Molti ricordano i programmi pomposamente annunciati nel
corso della scorsa campagna elettorale di riduzione del numero dei parlamentari,
cui ha fatto seguito il dimezzamento del numero dei dipendenti della Camera.
Molti ricordano l’inizio di questa Legislatura come una
stagione di forti proteste e di reiterate richieste di tagliare la retribuzione
dei parlamentari, cui ha fatto seguito il taglio delle retribuzioni dei
dipendenti della Camera.
E molti vedono questa fine Legislatura come un periodo di
forti proteste e di reiterate richieste di tagliare i vitalizi dei
parlamentari, cui ha fatto seguito la soppressione del diritto a pensionamento
a domanda dei dipendenti della Camera.
La motivazione addotta per l’abrogazione del diritto è la
riduzione eccessiva del personale e l’assenza di procedure concorsuali per
l’assunzione di nuove unità.
Ma la modalità di blocco dei pensionamenti è molto interessante
e vale la pena di approfondirla, per il totale arbitrio con cui è stata
applicata ma soprattutto perché si tratta di una soluzione estensibile in
maniera agevole ad altri lavoratori.
La abolizione del diritto a pensione
La decisione assunta dall’Ufficio di Presidenza in materia
di pensionamento dei dipendenti della Camera ha affrontato la questione in
maniera davvero singolare. E’ stato infatti abolito il diritto a pensionamento
a domanda. Al suo posto il datore di lavoro o l’ente erogatore della pensione,
figure coincidenti in questo caso, hanno deciso quale sia il numero di
dipendenti che potranno accedere a pensione a domanda nel prossimo biennio. I
dipendenti parteciperanno cioè ad un concorso per smettere di lavorare i cui
vincitori saranno i lavoratori con maggiore anzianità contributiva. Una
soluzione estremamente interessante per diversi motivi.

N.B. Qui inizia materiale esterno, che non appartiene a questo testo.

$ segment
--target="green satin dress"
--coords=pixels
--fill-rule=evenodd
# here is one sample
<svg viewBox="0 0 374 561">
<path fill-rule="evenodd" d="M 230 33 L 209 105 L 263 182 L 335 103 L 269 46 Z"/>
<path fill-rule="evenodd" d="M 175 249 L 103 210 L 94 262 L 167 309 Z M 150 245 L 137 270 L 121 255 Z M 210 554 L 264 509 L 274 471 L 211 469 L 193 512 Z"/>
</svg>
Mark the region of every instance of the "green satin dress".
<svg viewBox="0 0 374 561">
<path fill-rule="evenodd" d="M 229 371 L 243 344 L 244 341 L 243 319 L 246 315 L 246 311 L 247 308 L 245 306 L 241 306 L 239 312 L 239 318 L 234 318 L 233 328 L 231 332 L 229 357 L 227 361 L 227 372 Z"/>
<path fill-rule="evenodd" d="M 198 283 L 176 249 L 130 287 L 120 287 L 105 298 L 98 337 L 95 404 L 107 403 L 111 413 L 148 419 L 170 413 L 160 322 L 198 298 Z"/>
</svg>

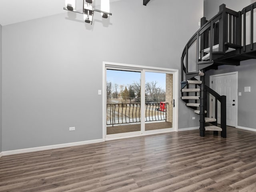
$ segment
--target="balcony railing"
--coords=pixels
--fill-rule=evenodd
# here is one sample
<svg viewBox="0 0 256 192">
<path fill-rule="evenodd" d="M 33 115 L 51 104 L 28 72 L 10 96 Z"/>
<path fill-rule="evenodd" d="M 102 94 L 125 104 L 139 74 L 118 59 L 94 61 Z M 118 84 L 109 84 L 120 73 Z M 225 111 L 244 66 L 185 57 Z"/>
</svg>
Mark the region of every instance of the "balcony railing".
<svg viewBox="0 0 256 192">
<path fill-rule="evenodd" d="M 168 103 L 145 104 L 146 122 L 166 120 Z M 141 122 L 141 105 L 140 103 L 107 104 L 107 125 Z"/>
</svg>

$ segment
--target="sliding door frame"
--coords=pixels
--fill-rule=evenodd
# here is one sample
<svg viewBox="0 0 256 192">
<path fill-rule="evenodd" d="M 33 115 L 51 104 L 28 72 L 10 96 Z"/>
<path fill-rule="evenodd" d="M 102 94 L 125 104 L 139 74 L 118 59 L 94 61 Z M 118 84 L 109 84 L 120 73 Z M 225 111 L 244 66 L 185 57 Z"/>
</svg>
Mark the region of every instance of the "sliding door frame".
<svg viewBox="0 0 256 192">
<path fill-rule="evenodd" d="M 166 74 L 172 74 L 173 75 L 173 100 L 175 101 L 175 106 L 173 108 L 172 112 L 172 128 L 164 129 L 160 130 L 145 130 L 145 122 L 141 121 L 141 130 L 140 132 L 135 132 L 126 133 L 125 135 L 123 134 L 115 134 L 114 137 L 106 136 L 106 82 L 107 69 L 114 69 L 116 70 L 124 70 L 141 72 L 141 95 L 145 95 L 145 72 L 159 72 Z M 144 66 L 134 65 L 121 63 L 113 63 L 111 62 L 103 62 L 102 73 L 102 138 L 104 141 L 107 140 L 117 139 L 119 138 L 127 138 L 143 135 L 156 134 L 156 133 L 168 132 L 178 131 L 178 70 L 161 68 L 154 67 L 149 67 Z M 142 83 L 142 82 L 144 83 Z M 145 103 L 145 97 L 141 97 L 141 103 Z M 145 111 L 145 105 L 141 105 L 141 111 Z M 141 119 L 145 119 L 145 113 L 141 113 Z"/>
</svg>

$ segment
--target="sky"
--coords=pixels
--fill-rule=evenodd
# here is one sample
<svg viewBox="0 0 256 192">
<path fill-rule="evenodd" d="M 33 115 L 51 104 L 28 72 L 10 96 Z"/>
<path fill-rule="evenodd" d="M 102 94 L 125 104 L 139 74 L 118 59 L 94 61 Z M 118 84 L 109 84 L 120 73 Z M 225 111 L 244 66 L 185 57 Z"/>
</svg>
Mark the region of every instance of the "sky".
<svg viewBox="0 0 256 192">
<path fill-rule="evenodd" d="M 146 82 L 156 81 L 157 86 L 161 87 L 165 90 L 165 73 L 146 72 L 145 78 Z M 139 82 L 140 80 L 140 72 L 107 70 L 107 81 L 112 82 L 114 84 L 116 83 L 125 86 L 132 84 L 134 82 Z"/>
</svg>

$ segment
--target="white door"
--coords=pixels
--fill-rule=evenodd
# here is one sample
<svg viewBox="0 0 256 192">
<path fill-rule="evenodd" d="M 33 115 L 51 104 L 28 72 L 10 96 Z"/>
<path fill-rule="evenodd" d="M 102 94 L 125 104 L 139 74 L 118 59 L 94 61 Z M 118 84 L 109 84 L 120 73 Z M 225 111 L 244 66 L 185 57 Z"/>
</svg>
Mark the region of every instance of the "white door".
<svg viewBox="0 0 256 192">
<path fill-rule="evenodd" d="M 237 106 L 237 72 L 210 76 L 210 88 L 220 95 L 226 96 L 227 125 L 235 127 Z M 215 116 L 215 100 L 211 100 L 211 113 Z M 218 101 L 218 123 L 220 123 L 220 104 Z"/>
</svg>

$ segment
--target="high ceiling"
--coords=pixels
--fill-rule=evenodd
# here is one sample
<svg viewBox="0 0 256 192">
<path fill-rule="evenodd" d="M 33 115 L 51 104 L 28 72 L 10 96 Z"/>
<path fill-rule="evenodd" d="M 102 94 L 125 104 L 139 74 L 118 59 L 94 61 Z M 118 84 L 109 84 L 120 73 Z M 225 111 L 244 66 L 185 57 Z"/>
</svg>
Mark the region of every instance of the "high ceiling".
<svg viewBox="0 0 256 192">
<path fill-rule="evenodd" d="M 78 6 L 82 0 L 76 0 Z M 110 0 L 110 2 L 121 0 Z M 64 12 L 65 0 L 1 0 L 0 24 L 9 25 Z M 94 5 L 100 4 L 94 0 Z M 79 6 L 77 6 L 78 9 Z"/>
</svg>

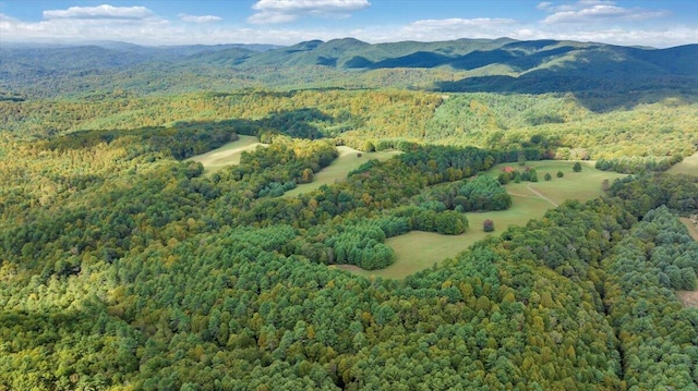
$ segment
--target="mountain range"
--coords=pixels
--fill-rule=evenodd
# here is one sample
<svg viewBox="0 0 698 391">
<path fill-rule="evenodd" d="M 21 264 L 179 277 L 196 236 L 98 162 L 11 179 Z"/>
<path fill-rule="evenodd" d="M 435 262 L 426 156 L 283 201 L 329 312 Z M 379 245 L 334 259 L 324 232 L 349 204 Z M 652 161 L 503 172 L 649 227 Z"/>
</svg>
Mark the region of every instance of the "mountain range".
<svg viewBox="0 0 698 391">
<path fill-rule="evenodd" d="M 698 89 L 698 45 L 667 49 L 563 40 L 458 39 L 289 47 L 3 44 L 0 97 L 236 88 L 411 87 L 444 91 L 619 93 Z"/>
</svg>

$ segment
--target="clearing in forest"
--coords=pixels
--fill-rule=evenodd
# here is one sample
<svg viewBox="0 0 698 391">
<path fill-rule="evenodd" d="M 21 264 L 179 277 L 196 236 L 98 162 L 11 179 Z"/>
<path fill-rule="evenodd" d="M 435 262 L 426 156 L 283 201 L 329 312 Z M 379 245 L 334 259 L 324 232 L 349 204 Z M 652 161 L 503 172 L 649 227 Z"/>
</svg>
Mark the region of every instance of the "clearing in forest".
<svg viewBox="0 0 698 391">
<path fill-rule="evenodd" d="M 485 174 L 498 175 L 506 166 L 524 170 L 524 167 L 512 166 L 512 163 L 498 164 Z M 508 183 L 506 190 L 512 196 L 512 207 L 507 210 L 467 213 L 470 227 L 465 234 L 452 236 L 412 231 L 386 241 L 396 255 L 395 264 L 387 268 L 372 271 L 357 267 L 342 268 L 366 277 L 401 279 L 432 267 L 446 258 L 455 257 L 488 235 L 498 235 L 509 225 L 525 225 L 530 219 L 541 218 L 547 209 L 566 199 L 586 201 L 601 196 L 604 180 L 613 183 L 615 179 L 625 176 L 615 172 L 597 170 L 593 168 L 593 162 L 582 162 L 581 172 L 573 171 L 573 161 L 531 161 L 526 166 L 535 169 L 539 182 Z M 557 178 L 557 171 L 562 171 L 564 176 Z M 551 181 L 544 180 L 546 172 L 551 174 Z M 494 221 L 495 231 L 492 233 L 485 233 L 482 230 L 482 224 L 486 219 Z"/>
<path fill-rule="evenodd" d="M 685 217 L 681 218 L 681 222 L 683 222 L 684 225 L 686 225 L 686 229 L 688 229 L 688 234 L 698 241 L 698 225 L 696 225 L 689 218 Z"/>
<path fill-rule="evenodd" d="M 266 146 L 257 142 L 257 137 L 243 136 L 224 145 L 220 148 L 209 150 L 206 154 L 193 156 L 186 160 L 198 161 L 204 164 L 206 172 L 219 170 L 226 166 L 240 164 L 240 156 L 244 151 L 252 151 L 258 146 Z"/>
<path fill-rule="evenodd" d="M 678 291 L 676 295 L 684 307 L 698 307 L 698 291 Z"/>
<path fill-rule="evenodd" d="M 400 151 L 397 150 L 382 150 L 378 152 L 366 154 L 346 146 L 337 147 L 337 151 L 339 151 L 339 157 L 329 166 L 316 172 L 313 175 L 313 182 L 300 184 L 298 187 L 286 192 L 285 195 L 297 196 L 302 193 L 309 193 L 317 190 L 322 185 L 330 185 L 337 181 L 344 181 L 347 179 L 349 172 L 358 169 L 361 164 L 371 159 L 378 159 L 383 161 L 400 154 Z"/>
<path fill-rule="evenodd" d="M 698 152 L 684 158 L 679 163 L 672 166 L 666 172 L 672 174 L 687 174 L 698 176 Z"/>
</svg>

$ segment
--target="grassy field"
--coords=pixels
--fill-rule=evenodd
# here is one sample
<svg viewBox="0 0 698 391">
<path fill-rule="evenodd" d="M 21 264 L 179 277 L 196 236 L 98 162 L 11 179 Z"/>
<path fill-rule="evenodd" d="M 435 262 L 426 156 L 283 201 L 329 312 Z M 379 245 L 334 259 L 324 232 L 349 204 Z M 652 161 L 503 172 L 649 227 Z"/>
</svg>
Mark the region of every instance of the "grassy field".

Abolire il diritto ad una prestazione pensionistica
sostituendolo con il diritto ad essere inserito in una lista da cui verranno
pensionati solo i dipendenti con maggiore anzianità contributiva apre infatti
la porta ad una applicazione razionale e completa anche se assolutamente odiosa
del medesimo principio anche ad altri ambiti. Mentre infatti alla Camera il
diritto è stato abolito per motivi tutto sommato lievi, ovvero perché il datore
di lavoro aveva trascurato di iniziare le procedure di selezione, motivi ben
più solidi, come il disequilibrio dei conti del Paese, potrebbero portare a
soluzioni strettamente simili. L’idea emergente sarebbe la seguente, l’INPS
comunica quanti posti da pensionato si sono “liberati” e che variazione ciò
comporterà nel suo bilancio, cioè quanti titolari pensione sono deceduti e che
importi mensili non verranno più pagati. Lo Stato deciderà se utilizzare queste
somme per mandare altri in pensione in tutto o in parte o, aggiungendo risorse
al bilancio dell’INPS, se mandare in pensione persone in numero superiore ai
posti comunicati dall’INPS.
Tutto il gioco riuscirebbe a restare in piedi fintanto che
il numero dei posti che si liberano anno per anno resti al di sotto del numero
dei contribuenti che maturano il diritto a pensione di vecchiaia. A quel punto
sarebbe necessario far saltare anche il diritto al pensionamento di vecchiaia.